If a certain person becomes the prez and kills the oil industry you can kiss your big trucks and trailers goodbye. Just sayin there isn't a electric truck out the that will pull my 5th wheel up the slant at the Gorge. Yes they are expensive and it pains me to think of buying a new one.


----------



## SCS_Bg_Hunter (Oct 27, 2019)

One suggestion I would make, if you find one you like that will work for it jump on it. I had 2 that I looked at, went home to think about over night only to call back in the morning to find out there were sold already. The one I ended up buying I called on a monday night, it had just been delivered that day, I drove it tuesday morning and bought it. While I was filling out the paperwork the sales manager told me that 2 other couples had shown up to buy it. I was there at 9:00 am waiting for the sales people or it would have been gone. I actually saw the people walking around it, checking it out while I was signing papers. Crazy, kinda like the housing market right now, you don't have a minute to think about it you just have to jump and hope it works out for you. I would agree, if possible I would wait until spring, I couldn't. Oh yeah, and no wheeling and dealing on price, at least not for a new one, they tell you what you're going to pay. I played like I wasn't interested and they actually tried to talk me out of it, saying they didn't want to sell me something I wouldn't be completely satisfied with. They hold all the cards right now.


----------



## Clarq (Jul 21, 2011)

ridgetop said:


> Anyone else stress over buying a car/truck?

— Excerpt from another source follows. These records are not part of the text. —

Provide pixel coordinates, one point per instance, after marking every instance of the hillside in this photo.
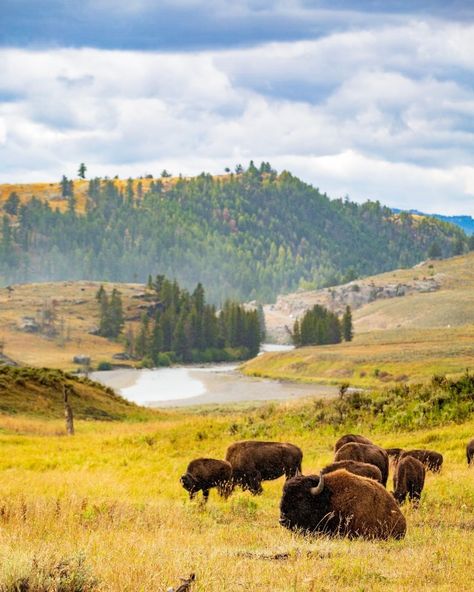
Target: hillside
(40, 392)
(409, 324)
(436, 293)
(72, 314)
(466, 223)
(245, 236)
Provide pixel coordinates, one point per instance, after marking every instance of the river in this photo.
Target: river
(194, 385)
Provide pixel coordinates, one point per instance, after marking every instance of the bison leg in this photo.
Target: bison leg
(225, 489)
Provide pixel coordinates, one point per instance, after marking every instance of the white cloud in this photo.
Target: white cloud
(384, 113)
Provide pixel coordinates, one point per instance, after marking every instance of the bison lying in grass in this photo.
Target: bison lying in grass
(341, 503)
(204, 473)
(253, 462)
(408, 480)
(355, 467)
(351, 438)
(368, 453)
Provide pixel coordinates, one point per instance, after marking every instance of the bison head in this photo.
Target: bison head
(305, 504)
(188, 482)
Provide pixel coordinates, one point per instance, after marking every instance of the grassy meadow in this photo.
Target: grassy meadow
(374, 359)
(104, 510)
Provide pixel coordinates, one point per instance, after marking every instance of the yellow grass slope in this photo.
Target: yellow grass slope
(111, 496)
(451, 305)
(76, 313)
(403, 339)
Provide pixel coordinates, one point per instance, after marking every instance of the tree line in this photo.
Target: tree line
(249, 235)
(320, 326)
(180, 326)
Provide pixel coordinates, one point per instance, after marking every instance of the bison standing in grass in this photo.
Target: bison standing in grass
(432, 460)
(350, 438)
(355, 467)
(470, 452)
(253, 462)
(341, 503)
(204, 473)
(368, 453)
(408, 480)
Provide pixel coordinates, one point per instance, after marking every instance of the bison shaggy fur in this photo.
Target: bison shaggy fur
(470, 452)
(368, 453)
(342, 504)
(204, 473)
(253, 462)
(432, 460)
(351, 438)
(408, 480)
(355, 467)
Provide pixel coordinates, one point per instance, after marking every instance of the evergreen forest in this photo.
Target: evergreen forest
(180, 326)
(248, 235)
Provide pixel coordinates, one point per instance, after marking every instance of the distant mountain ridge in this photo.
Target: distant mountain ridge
(249, 236)
(464, 222)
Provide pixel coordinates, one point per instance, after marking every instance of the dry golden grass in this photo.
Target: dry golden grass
(76, 312)
(375, 358)
(111, 494)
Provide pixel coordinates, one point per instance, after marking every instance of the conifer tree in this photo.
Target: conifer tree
(347, 330)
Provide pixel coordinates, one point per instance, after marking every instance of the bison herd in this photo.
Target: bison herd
(348, 497)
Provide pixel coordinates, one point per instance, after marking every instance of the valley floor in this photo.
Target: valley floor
(110, 498)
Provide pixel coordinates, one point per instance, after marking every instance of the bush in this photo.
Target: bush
(104, 365)
(68, 574)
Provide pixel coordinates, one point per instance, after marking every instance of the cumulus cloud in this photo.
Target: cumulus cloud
(382, 113)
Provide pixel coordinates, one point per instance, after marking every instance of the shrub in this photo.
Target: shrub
(104, 365)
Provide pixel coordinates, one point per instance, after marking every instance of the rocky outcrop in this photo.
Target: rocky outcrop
(279, 317)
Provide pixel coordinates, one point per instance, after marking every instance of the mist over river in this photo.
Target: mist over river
(195, 385)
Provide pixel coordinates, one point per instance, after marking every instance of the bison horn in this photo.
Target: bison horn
(319, 488)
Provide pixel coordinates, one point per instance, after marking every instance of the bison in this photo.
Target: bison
(409, 479)
(341, 503)
(253, 462)
(350, 438)
(368, 453)
(394, 452)
(470, 452)
(355, 467)
(204, 473)
(431, 459)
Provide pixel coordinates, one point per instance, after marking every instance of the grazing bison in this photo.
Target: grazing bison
(355, 467)
(253, 462)
(394, 452)
(350, 438)
(341, 503)
(409, 479)
(369, 453)
(204, 473)
(470, 452)
(431, 459)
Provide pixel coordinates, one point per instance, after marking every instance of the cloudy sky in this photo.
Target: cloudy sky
(365, 98)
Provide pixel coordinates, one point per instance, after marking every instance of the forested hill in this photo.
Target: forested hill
(249, 235)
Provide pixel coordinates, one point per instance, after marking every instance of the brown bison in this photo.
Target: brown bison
(355, 467)
(394, 452)
(409, 479)
(253, 462)
(341, 503)
(350, 438)
(431, 459)
(368, 453)
(470, 452)
(204, 473)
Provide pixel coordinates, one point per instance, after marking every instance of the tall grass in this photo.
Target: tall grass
(108, 507)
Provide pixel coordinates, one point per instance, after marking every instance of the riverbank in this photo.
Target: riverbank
(185, 386)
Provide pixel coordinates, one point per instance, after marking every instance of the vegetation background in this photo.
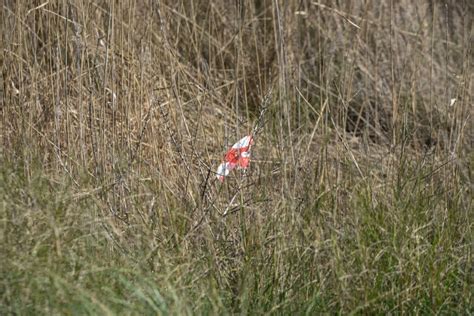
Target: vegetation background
(115, 114)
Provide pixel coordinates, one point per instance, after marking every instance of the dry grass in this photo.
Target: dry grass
(114, 116)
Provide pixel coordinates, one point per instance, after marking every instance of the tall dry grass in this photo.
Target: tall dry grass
(115, 114)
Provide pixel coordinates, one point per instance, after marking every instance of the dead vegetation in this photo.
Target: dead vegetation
(115, 114)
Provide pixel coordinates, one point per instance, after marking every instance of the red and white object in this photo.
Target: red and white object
(237, 156)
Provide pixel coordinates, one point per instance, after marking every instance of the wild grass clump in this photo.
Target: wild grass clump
(115, 115)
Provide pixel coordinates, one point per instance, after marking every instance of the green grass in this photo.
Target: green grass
(114, 116)
(404, 251)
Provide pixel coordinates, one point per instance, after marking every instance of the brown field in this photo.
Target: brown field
(114, 116)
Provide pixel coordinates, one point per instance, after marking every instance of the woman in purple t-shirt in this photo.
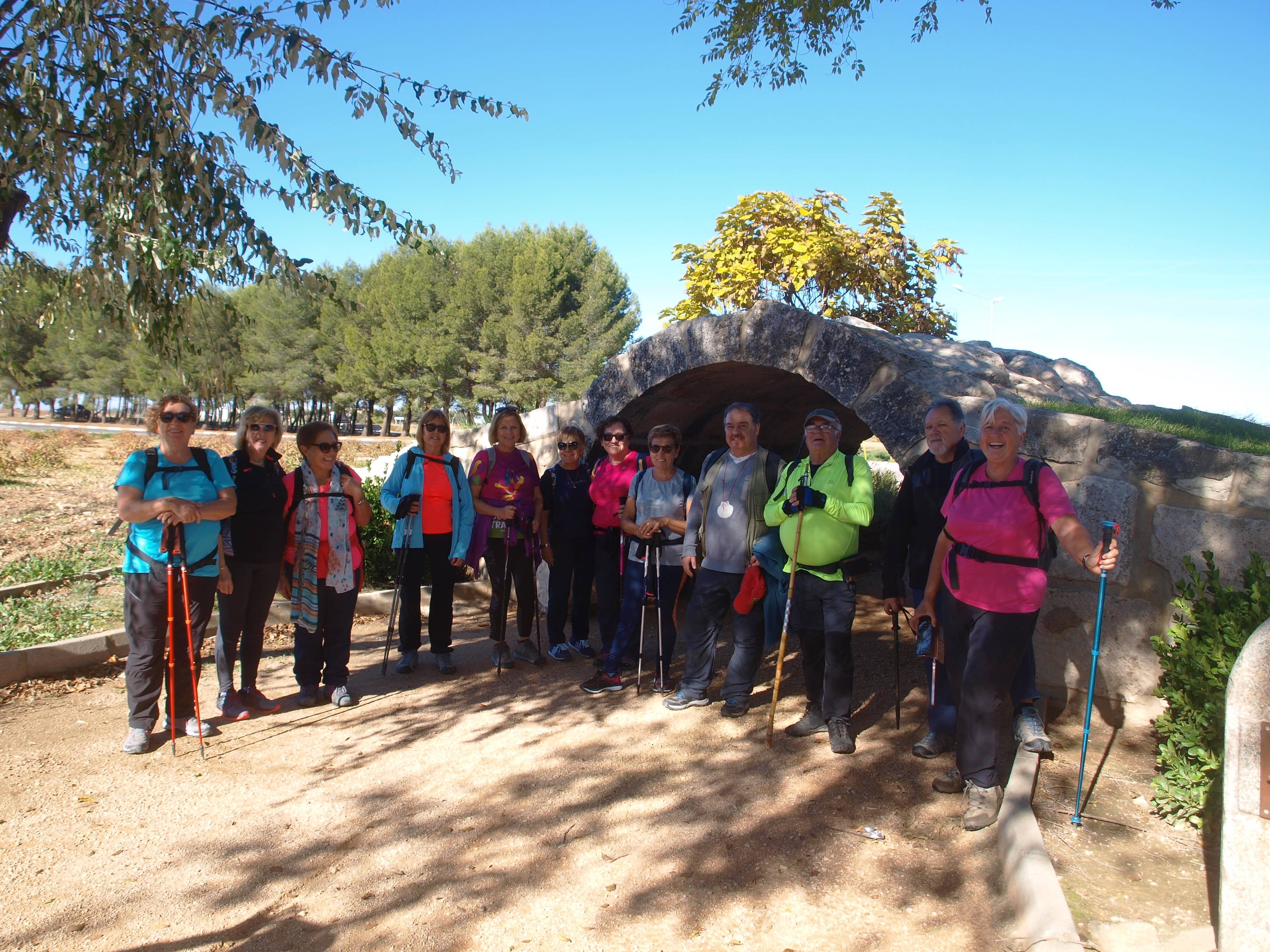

I'm trying to buy a house right now... a car/truck ain't got nothing on that! -O,-

Seriously, though, I do stress about big purchases. I'm the type that likes to think things over for a few days, which is why current market conditions are driving me crazy. Makes it hard to relax.


----------



## bowgy (Oct 10, 2007)

In March I went to the local dealer and picked up the last 2019 F250 Lariat powerstroke crew cab that they had on the lot. 

Thinking it is my last truck.

At the end of the deal they asked if there was anything else they could do for me and I said that they could give me a little more trade in on my 04 F350, he went into the manager and said that they would give me $2K more and that was after the deal was made.


----------



## ridgetop (Sep 13, 2007)

So I have an opportunity to buy a truck from a family member. At first, I wasn't sure if that would be a good idea but I'm starting to see that my uncle will do everything he can to fix any problem the truck has before he lets it go. He's already been very upfront with the little things he's found wrong with the truck. So I think it's a bonus to be dealing with an honest person that wants to be fair with me. I'm sure the reason for giving me a discount on the truck is in case something wrong does come up, I can get it fixed with the money I saved from the discount he's willing to give me. He already told me if I don't buy it, he'll be asking $2,500 more for anyone else. 



So what's your opinion on buying from family, more or less stressful?


----------



## middlefork (Nov 2, 2008)

Family financing causes more problems than just about anything. But this doesn't look to be the case.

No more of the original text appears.